Winemaking team, Savannah Mills and Doug Tunnell, escort a fermenter into place during harvest. Photo by David Kennerly

A WHIZZ AROUND WILLAMETTE: JANCIS ROBINSON VISITS

Brick House

In 1990 Doug and Melissa Tunnell were relatively early arrivals in the Willamette Valley, he recovering from a long stint reporting on the Middle East for CBS. Their converted barn in one of the upper reaches of the Ribbon Ridge AVA at 400–500 ft (120–150 m) elevation is the most congenial winery I think I have ever visited with its beautiful rugs on the foor and antiques everywhere.

I must say I rather lost my heart to Ribbon Ridge when visiting Patricia Green Cellars and Sequitur on the valley foor below. It’s a quiet, green, almost hidden little valley which, Tunnell told me, had been a Native American burial ground roamed by herds of elk. Soils are marine sedimentary.

Tunnell seemed happy with his current set-up.

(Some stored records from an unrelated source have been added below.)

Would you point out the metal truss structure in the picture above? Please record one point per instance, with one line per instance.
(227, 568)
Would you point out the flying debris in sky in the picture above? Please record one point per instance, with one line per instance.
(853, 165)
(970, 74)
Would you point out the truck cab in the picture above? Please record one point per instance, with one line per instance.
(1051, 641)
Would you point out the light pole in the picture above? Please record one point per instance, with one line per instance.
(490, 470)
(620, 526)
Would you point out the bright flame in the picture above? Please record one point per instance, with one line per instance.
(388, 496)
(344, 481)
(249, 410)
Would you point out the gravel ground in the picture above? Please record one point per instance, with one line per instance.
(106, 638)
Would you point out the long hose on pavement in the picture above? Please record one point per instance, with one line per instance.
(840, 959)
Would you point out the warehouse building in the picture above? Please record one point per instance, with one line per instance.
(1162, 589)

In 2014 they reached maximum production – 5,200 cases – but are now down to 3,500, with Melissa’s niece Savannah Mills as assistant winemaker and Kerry Anne Erwin, a goddaughter, running sales.

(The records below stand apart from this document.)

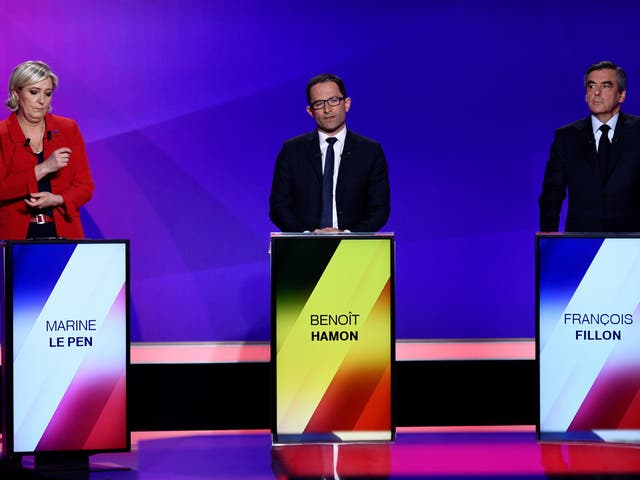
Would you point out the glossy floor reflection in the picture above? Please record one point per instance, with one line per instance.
(416, 453)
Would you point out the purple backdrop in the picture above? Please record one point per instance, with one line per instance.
(184, 106)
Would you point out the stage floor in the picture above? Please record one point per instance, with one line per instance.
(493, 452)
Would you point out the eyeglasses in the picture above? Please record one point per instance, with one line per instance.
(332, 102)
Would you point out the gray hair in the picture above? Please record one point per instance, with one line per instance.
(27, 73)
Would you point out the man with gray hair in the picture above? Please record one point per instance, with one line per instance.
(596, 161)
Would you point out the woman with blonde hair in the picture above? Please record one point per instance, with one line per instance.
(44, 171)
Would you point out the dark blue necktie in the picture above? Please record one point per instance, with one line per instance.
(327, 185)
(604, 151)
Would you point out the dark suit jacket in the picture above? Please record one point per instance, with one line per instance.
(595, 205)
(362, 189)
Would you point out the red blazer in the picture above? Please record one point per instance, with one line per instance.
(18, 178)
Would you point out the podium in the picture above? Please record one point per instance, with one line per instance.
(65, 349)
(332, 337)
(588, 337)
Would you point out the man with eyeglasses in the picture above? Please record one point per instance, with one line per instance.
(597, 161)
(331, 179)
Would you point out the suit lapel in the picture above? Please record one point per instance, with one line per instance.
(590, 153)
(313, 154)
(618, 135)
(345, 162)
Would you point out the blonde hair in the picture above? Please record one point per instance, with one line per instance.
(27, 73)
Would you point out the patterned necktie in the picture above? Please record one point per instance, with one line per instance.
(604, 151)
(326, 219)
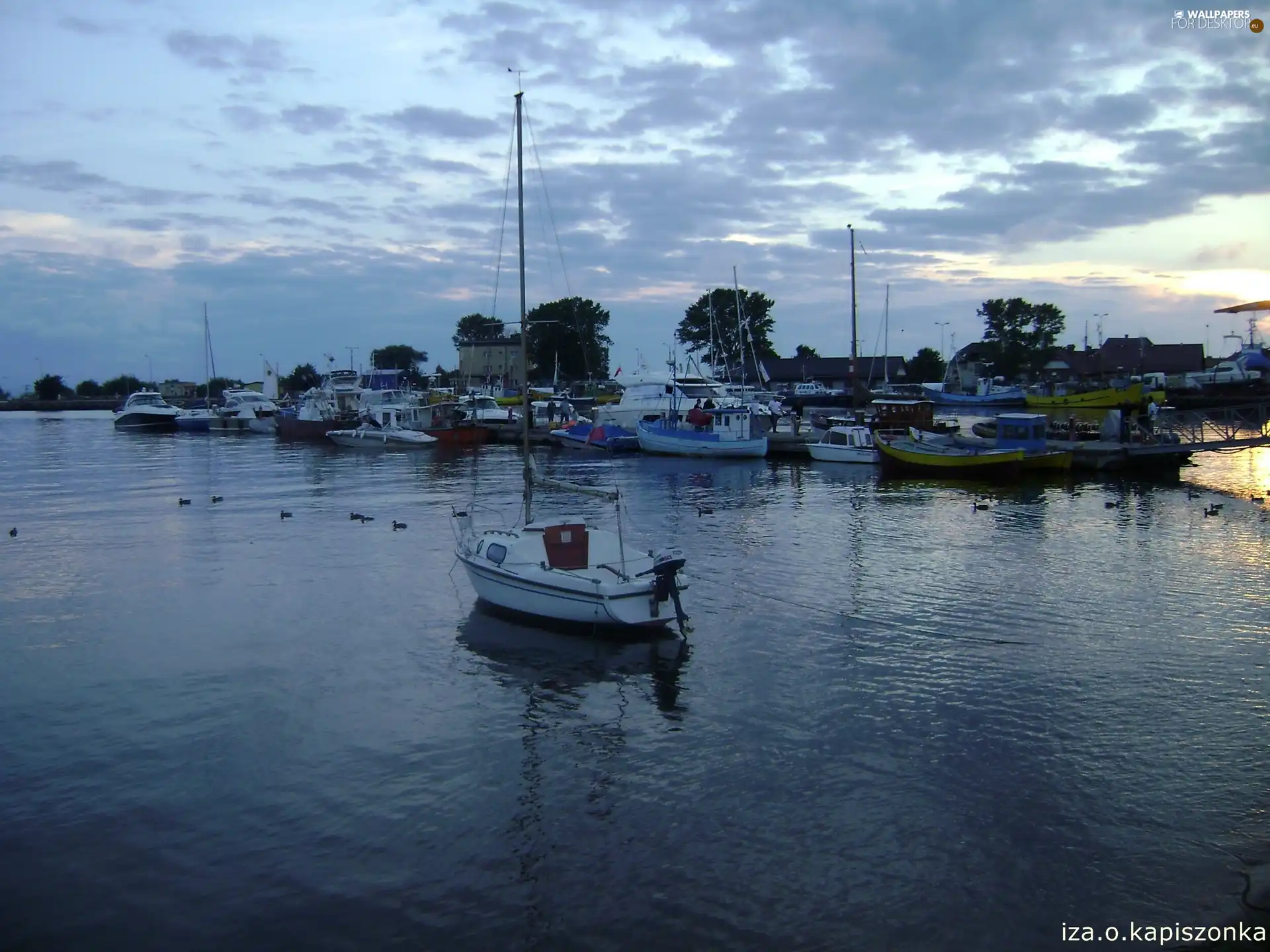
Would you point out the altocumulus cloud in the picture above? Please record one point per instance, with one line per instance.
(679, 140)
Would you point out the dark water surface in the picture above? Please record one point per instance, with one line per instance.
(902, 724)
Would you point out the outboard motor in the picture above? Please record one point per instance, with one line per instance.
(666, 583)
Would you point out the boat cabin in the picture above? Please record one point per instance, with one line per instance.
(1021, 432)
(904, 414)
(849, 436)
(727, 423)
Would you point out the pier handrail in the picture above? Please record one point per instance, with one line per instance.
(1242, 423)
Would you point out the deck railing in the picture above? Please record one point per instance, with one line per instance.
(1242, 426)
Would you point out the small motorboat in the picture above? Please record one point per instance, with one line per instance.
(146, 411)
(846, 444)
(244, 412)
(588, 436)
(381, 432)
(194, 420)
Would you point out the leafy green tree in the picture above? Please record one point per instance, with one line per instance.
(121, 386)
(302, 379)
(51, 387)
(926, 367)
(756, 309)
(478, 327)
(400, 357)
(1020, 334)
(573, 331)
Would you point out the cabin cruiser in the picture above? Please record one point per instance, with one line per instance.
(244, 412)
(722, 432)
(850, 444)
(650, 397)
(381, 429)
(146, 411)
(486, 409)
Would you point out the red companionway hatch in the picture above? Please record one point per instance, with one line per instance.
(567, 546)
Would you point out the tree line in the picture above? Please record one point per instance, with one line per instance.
(572, 334)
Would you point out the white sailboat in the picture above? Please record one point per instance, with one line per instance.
(200, 420)
(563, 568)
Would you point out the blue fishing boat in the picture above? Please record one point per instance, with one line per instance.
(988, 397)
(589, 436)
(720, 432)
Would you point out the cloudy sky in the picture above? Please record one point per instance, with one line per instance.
(328, 175)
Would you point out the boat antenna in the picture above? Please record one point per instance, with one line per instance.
(854, 354)
(886, 339)
(741, 332)
(525, 333)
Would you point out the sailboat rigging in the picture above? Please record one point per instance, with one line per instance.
(564, 569)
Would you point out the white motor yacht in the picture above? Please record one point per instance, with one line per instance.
(244, 412)
(146, 411)
(846, 444)
(486, 409)
(381, 430)
(650, 397)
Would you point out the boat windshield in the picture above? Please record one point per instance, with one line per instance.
(695, 391)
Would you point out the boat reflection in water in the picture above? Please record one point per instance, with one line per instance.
(575, 766)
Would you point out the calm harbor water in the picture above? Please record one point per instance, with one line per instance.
(901, 724)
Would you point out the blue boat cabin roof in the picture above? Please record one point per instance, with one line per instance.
(1021, 430)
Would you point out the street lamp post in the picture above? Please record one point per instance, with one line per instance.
(941, 327)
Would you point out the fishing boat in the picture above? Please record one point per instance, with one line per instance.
(908, 456)
(845, 444)
(381, 430)
(333, 405)
(1027, 432)
(650, 397)
(564, 568)
(720, 432)
(450, 423)
(595, 436)
(1060, 397)
(146, 411)
(244, 412)
(986, 395)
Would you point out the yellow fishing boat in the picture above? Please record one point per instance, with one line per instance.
(1107, 397)
(902, 456)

We drove past his beloved original Gamay vineyard, which he has had to pull out because of the phylloxera that has plagued so many of the original, ungrafted, plantings in Oregon. (I remember Luisa Ponzi coming back from working in France many years ago and telling her family they really ought to be using rootstocks.) They are replanting with supposedly superior Gamay cuttings. Production of the 2022 vintage of the popular Brick House Gamay was just 100 cases as opposed to the usual 800.

Brick House does not buy-in fruit, and has no formula for the proportion of stems discarded, which could be anything from 0 to 100%. Tunnell has done considerable work on their own indigenous vineyard yeast, having the DNA of yeast on the grapes and on the bark of their vineyard oaks analysed and discovering they are the same strain. Seven or eight years ago he realised that DNA technology wasn’t too expensive so ‘had fun’ doing all these experiments. Italian researcher Duccio Cavalieri discovered in 2016 that the gut of a wasp, and possibly other insects, provides the ideal environment for Saccharomyces spores to mingle and mate. They are released in vegetative form when the mother insect feeds her young and are then spread back into the vineyard because insects target the most nutritious thing around, ripe grapes presumably. Quite how they make their way into the tree bark is not clear. Perhaps insects appreciate roughage.

Tunnell has never used a bought-in, cultured yeast and has never had a problem with a fermentation, although he does keep frozen samples of fermenting juice, which contains the yeast in vegetative form, as a safety measure.